2. Aux termes du I de l'article 14 de la loi organique du 1er août 2001 relative aux lois de finances : " Afin de prévenir une détérioration de l'équilibre budgétaire défini par la dernière loi de finances afférente à l'année concernée, un crédit peut être annulé par décret pris sur le rapport du ministre chargé des finances. Un crédit devenu sans objet peut être annulé par un décret pris dans les mêmes conditions. / Avant sa publication, tout décret d'annulation est transmis pour information aux commissions de l'Assemblée nationale et du Sénat chargées des finances et aux autres commissions concernées. / Le montant cumulé des crédits annulés par décret en vertu du présent article et de l'article 13 ne peut dépasser 1,5 % des crédits ouverts par les lois de finances afférentes à l'année en cours ".

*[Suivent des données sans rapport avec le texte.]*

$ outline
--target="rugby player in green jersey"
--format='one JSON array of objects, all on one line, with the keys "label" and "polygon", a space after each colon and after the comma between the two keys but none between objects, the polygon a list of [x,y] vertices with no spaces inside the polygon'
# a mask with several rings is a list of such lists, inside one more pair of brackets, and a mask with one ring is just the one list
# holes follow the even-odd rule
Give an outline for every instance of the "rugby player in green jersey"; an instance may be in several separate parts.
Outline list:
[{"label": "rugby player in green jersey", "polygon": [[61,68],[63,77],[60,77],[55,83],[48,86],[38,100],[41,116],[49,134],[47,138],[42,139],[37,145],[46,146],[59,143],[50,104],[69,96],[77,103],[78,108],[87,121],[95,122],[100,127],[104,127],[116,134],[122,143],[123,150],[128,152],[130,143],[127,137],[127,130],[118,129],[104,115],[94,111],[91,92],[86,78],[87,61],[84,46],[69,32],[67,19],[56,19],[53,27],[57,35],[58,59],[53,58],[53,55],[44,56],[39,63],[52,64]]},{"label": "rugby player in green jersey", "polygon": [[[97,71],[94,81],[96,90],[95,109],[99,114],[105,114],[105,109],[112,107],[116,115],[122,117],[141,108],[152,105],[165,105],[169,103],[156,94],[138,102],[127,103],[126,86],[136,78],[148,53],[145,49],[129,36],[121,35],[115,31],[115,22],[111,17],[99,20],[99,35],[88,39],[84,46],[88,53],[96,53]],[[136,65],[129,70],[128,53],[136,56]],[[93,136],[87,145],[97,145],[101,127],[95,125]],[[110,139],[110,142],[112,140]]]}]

Sur les moyens de légalité externe :
3. En premier lieu, il ressort des pièces du dossier que le Gouvernement a transmis le décret attaqué aux commissions de l'Assemblée nationale et du Sénat chargées des finances ainsi qu'aux autres commissions concernées avant la publication de celui-ci au Journal officiel, conformément aux exigences résultant des dispositions précitées de l'article 14 de la loi organique relative aux lois de finances. Cet article prévoyant, non une consultation pour avis mais une simple transmission préalable pour information, la circonstance que celle-ci n'ait eu lieu que quelques heures avant la publication du décret litigieux au Journal officiel ne saurait être regardée comme constituant une méconnaissance des dispositions de la loi organique. Par suite, le moyen tiré de ce que ce décret aurait été pris au terme d'une procédure irrégulière, faute de transmission préalable aux commissions concernées de l'Assemblée nationale et du Sénat, doit être écarté.
4. En deuxième lieu, aux termes des dispositions de l'article 56 de la loi organique relative aux lois de finances : " Les décrets et arrêtés prévus par la présente loi organique sont publiés au Journal officiel. Il en est de même des rapports qui en présentent les motivations (...) ". D'une part, s'il est soutenu que le décret attaqué aurait été pris au terme d'une procédure irrégulière au motif que le rapport, prévu par ces dispositions, du ministre de l'économie, des finances et de la souveraineté industrielle et numérique relatif à ce décret a été publié au Journal officiel du 23 février 2024, soit le lendemain de la publication du décret attaqué, il ne résulte ni des dispositions précitées de l'article 56 ni d'aucune autre disposition de la loi organique relative aux lois de finances que la publication de ce rapport aurait dû intervenir concomitamment à celle du décret attaqué. D'autre part, contrairement à ce qui est soutenu, ce rapport expose de manière suffisamment précise les motivations ayant conduit le Gouvernement à procéder à l'annulation de crédits contenue dans le décret attaqué. Par suite, le moyen tiré de ce que ce décret aurait été pris au terme d'une procédure méconnaissant les dispositions combinées des articles 14 et 56 de la loi organique relative aux lois de finances doit, en tout état de cause, être écarté.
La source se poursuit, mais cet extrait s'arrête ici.